Global SARS-CoV-2 Diversity.

Minimum spanning tree from goeBURST of the 35,010 Sequence Types (STs) showing the 154 Clonal Complexes (CCs) identified in the dataset. Only the most common 20 CCs in the 16 states are shown in black. The pie charts show the percentage of genomes from the different geographic regions in each CC.
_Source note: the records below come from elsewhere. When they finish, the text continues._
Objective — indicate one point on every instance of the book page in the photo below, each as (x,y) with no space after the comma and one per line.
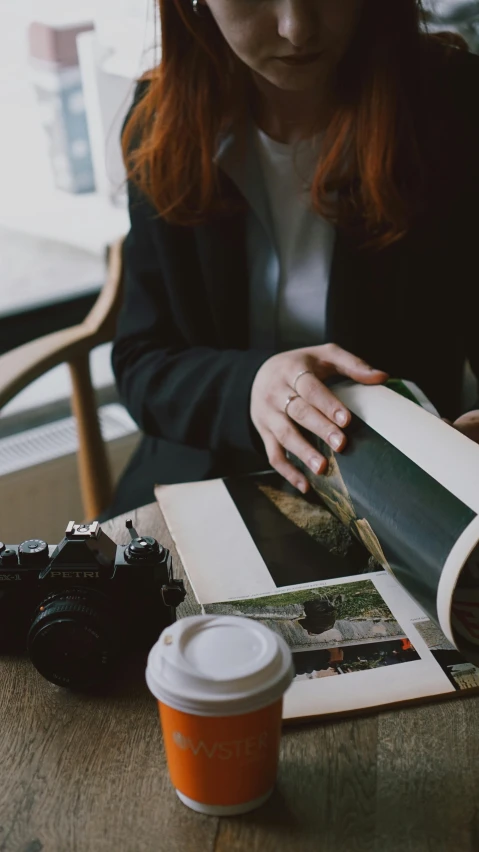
(359,644)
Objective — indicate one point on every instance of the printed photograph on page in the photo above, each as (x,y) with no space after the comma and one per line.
(332,629)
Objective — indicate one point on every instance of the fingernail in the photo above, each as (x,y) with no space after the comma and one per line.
(341,418)
(315,463)
(335,439)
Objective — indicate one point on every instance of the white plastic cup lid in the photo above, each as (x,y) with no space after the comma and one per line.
(213,665)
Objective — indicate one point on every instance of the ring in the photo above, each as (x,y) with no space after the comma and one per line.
(290,399)
(302,373)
The relative proportions of STs or CCs isolated and sequenced may be a highly biased statistic that is contingent upon where the isolate comes from, the decision to sequence its genome, and the local capacity to sequence a whole genome. Certain states (Washington, Texas and California) clearly sequenced more genomes than the other states. Focusing on specific states may help to partially ameliorate this bias, and we chose to focus on 16 states (Washington (WA), Texas (TX), California (CA), Wisconsin (WI), New York (NY), Michigan (MI), Minnesota (MN), Louisiana (LA), Utah (UT), Virginia (VA), Florida (FL), Oregon (OR), Massachusetts (MA), New Mexico (NM), Maryland (MD), and Connecticut (CT)) with at least 200 genomes in the studied time period, representing 92.6% (24,565/26,528) of all viral genomes available from the US. The most common 20 CCs in these states, representing 86.5% (21261/24565) of the genomes, are shown in Figure 2. Because we included collection dates for each genomic sequence, we can use STs and CCs to better understand the emergence and replacement of certain lineages and viral diversity in geographical regions over time. Figure 3A and Supplementary Figure 2 show temporal plots of the most common 20 CCs in 16 states. In WA, the earlier introduction CC256 (GISAID clade S) was replaced by CC258 (GISAID clade GH), perhaps by introduction from the East Coast or Europe (Bedford, et al. 2020; Deng, et al. 2020). CC258 was then replaced by CC300 (GISAID clade GR) and subsequently by CC498 (GISAID clade G).

Figure 3.

SARS-CoV-2 diversity in 6 states over time.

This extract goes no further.